Dem angefochtenen Bescheid liegt weiters die Auffassung zugrunde, das Vorhaben der Beschwerdeführerin führe im Sinne des § 27 Abs. 2a Z. 1 NSchG zu einer Beeinträchtigung der Interessen des Naturschutzes nach § 1 Abs. 1 NSchG. Dies wegen der durch die Wasserentnahme vor allem zwischen Oktober und April bewirkten Eingriffe in den durch den Staniskabach gebildeten Lebensraum; dieser Lebensraum werde für spezialisierte Organismen stark dezimiert, die spezifische Pflanzenartengarnitur im Nahbereich des Baches werde reduziert und es sei mit Auswirkungen auf die an diesen Lebensraum gebundenen Tierarten zu rechnen. Weiters werde die Passierbarkeit des Bachbettes für Vertreter des Makrozoobenthos verhindert und der Naturhaushalt auch durch eine Veränderung des Kleinklimas beeinträchtigt. Das von technischen Eingriffen völlig unbeeinträchtigte Landschaftsbild würde zum einen durch die Wasserentnahme nachteilig verändert, weil der Wildbach in einem Restwasserabfluss umgewandelt würde und zum anderen durch das große Bauwerk im Bereich der Wasserentnahme, die Schneise für die Druckrohrleitung sowie durch die Schneise für die Materialseilbahn beeinträchtigt. Schließlich würde auch der Erholungswert verringert.

Dem hält die Beschwerdeführerin zunächst entgegen, die belangte Behörde sei bei dieser Beurteilung von einer Restwassermenge von 10 l/s ausgegangen, was allerdings nicht dem letzten maßgeblichen Stand des zur Bewilligung eingereichten Projektes entspreche. Auf Grund der Wasserrechtsverhandlung sei das Projekt nämlich dahin geändert worden, dass die Restwassermenge auf 20 l/s verdoppelt werde.

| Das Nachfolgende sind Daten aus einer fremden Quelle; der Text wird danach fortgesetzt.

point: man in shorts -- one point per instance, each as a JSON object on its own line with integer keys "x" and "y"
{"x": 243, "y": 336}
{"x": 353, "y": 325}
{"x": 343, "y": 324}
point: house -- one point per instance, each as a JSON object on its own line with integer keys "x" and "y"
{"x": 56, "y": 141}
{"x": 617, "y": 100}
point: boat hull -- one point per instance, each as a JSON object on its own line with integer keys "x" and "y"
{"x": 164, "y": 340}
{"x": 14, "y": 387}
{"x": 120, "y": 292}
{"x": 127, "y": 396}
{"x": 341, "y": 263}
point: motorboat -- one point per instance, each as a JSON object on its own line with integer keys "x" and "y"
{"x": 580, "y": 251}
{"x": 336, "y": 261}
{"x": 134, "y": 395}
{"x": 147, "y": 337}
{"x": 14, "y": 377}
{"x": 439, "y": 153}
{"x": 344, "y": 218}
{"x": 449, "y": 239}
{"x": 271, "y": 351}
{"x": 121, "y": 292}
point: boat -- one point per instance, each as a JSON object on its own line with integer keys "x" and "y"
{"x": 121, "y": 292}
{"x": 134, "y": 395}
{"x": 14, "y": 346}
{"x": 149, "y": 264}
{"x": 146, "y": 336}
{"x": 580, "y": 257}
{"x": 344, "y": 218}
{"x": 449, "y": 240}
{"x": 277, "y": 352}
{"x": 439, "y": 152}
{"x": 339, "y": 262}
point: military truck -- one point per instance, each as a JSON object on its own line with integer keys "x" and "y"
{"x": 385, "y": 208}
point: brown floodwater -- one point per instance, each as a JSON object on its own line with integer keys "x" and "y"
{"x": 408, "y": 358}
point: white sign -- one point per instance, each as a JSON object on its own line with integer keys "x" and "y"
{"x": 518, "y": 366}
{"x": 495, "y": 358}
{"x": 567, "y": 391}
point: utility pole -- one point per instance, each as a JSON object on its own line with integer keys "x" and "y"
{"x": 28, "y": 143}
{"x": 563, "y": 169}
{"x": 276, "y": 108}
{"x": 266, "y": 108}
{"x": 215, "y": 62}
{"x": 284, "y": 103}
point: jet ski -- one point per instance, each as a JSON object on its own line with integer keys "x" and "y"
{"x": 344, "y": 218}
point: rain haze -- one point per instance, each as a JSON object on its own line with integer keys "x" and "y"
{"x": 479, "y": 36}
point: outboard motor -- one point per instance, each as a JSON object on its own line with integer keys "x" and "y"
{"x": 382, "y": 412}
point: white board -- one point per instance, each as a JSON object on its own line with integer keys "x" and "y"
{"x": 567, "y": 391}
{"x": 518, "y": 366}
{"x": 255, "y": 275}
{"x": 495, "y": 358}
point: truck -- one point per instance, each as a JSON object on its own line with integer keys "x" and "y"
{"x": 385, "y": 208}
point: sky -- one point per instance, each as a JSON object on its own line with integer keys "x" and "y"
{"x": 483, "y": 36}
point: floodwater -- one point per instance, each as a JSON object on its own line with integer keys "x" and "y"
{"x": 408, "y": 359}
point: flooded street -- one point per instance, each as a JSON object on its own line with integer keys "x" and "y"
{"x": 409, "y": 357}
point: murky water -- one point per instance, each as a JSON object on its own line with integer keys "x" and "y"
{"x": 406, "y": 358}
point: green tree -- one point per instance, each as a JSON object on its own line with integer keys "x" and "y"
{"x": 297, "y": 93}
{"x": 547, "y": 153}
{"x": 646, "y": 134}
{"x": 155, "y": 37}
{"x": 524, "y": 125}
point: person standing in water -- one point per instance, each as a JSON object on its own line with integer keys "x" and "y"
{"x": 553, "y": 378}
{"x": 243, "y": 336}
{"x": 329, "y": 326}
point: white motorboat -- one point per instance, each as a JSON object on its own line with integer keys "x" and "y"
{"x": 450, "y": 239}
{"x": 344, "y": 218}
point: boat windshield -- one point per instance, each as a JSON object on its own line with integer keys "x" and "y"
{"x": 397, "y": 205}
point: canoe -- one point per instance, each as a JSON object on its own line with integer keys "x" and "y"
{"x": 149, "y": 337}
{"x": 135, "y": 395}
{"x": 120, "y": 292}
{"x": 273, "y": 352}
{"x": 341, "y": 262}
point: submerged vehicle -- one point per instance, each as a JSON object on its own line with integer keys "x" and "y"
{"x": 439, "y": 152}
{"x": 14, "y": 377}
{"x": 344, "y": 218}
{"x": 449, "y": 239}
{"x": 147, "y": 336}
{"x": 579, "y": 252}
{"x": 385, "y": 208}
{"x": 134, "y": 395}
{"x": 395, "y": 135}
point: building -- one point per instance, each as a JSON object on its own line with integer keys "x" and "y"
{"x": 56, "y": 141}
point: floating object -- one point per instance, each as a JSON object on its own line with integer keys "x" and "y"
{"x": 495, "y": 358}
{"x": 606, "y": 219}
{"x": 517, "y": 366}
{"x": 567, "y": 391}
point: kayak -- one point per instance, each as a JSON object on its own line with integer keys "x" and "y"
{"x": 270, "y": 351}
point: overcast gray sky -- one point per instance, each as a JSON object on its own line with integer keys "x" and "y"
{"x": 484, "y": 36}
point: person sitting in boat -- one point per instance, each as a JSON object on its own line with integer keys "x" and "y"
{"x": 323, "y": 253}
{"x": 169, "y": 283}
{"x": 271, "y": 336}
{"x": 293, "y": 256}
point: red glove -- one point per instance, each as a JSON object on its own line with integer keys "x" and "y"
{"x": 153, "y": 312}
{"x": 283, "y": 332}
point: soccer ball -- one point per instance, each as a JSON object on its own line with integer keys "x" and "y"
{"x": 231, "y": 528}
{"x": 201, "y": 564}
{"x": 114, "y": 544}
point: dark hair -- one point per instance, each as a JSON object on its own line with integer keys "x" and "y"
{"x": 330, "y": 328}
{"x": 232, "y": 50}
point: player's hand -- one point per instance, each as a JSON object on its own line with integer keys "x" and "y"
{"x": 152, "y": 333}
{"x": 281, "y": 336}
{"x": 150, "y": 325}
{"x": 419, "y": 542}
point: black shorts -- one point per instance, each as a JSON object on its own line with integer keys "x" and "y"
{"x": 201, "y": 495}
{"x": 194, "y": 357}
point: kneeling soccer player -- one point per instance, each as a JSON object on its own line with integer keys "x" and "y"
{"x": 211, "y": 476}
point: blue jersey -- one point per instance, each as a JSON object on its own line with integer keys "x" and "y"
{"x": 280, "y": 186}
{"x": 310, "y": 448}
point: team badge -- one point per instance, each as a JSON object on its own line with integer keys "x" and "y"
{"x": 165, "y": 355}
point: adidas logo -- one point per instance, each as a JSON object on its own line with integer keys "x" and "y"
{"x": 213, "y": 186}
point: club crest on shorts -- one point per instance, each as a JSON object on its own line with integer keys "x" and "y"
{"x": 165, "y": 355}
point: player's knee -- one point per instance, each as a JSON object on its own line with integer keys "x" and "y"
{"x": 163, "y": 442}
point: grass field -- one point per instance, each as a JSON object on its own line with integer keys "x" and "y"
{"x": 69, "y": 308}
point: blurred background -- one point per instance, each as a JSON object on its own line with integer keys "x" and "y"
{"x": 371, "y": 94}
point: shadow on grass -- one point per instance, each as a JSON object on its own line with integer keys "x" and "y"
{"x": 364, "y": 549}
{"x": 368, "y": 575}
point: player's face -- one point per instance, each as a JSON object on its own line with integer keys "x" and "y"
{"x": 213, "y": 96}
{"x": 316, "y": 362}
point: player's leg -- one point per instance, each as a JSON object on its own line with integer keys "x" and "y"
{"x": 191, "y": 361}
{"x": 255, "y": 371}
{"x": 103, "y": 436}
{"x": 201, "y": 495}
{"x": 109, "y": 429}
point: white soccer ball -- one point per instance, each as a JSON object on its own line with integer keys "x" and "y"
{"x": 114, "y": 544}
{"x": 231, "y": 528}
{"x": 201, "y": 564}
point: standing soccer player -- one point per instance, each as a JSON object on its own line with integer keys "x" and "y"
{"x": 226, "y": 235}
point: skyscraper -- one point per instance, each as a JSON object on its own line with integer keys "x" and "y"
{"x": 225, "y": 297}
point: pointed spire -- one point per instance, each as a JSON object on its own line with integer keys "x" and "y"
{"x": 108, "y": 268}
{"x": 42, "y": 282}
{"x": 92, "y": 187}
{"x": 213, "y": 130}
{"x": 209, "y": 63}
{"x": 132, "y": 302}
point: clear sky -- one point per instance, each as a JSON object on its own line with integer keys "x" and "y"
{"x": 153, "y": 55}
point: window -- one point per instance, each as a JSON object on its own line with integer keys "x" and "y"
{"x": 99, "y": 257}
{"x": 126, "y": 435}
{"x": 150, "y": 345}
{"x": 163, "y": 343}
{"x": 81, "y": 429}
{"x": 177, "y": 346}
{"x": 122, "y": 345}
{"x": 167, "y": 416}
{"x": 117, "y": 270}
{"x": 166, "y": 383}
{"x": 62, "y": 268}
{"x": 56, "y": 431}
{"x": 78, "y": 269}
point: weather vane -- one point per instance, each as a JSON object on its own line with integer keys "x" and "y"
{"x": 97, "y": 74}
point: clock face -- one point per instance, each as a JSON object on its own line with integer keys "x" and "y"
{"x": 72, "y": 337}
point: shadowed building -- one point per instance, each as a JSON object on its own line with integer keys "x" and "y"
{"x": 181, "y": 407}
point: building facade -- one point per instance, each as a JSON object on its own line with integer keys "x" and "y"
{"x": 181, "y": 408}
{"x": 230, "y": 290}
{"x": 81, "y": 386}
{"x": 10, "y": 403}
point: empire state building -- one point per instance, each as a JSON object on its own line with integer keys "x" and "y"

Bei dieser Restwassermenge sei - wie der im wasserrechtlichen Verfahren beigezogene limnologische Amtssachverständige ausgeführt habe - mit keiner nachhaltigen und wesentlichen Beeinträchtigung der Funktionsfähigkeit des Gewässers zu rechnen.

Bereits dieses Vorbringen führt die Beschwerde im Ergebnis zum Erfolg.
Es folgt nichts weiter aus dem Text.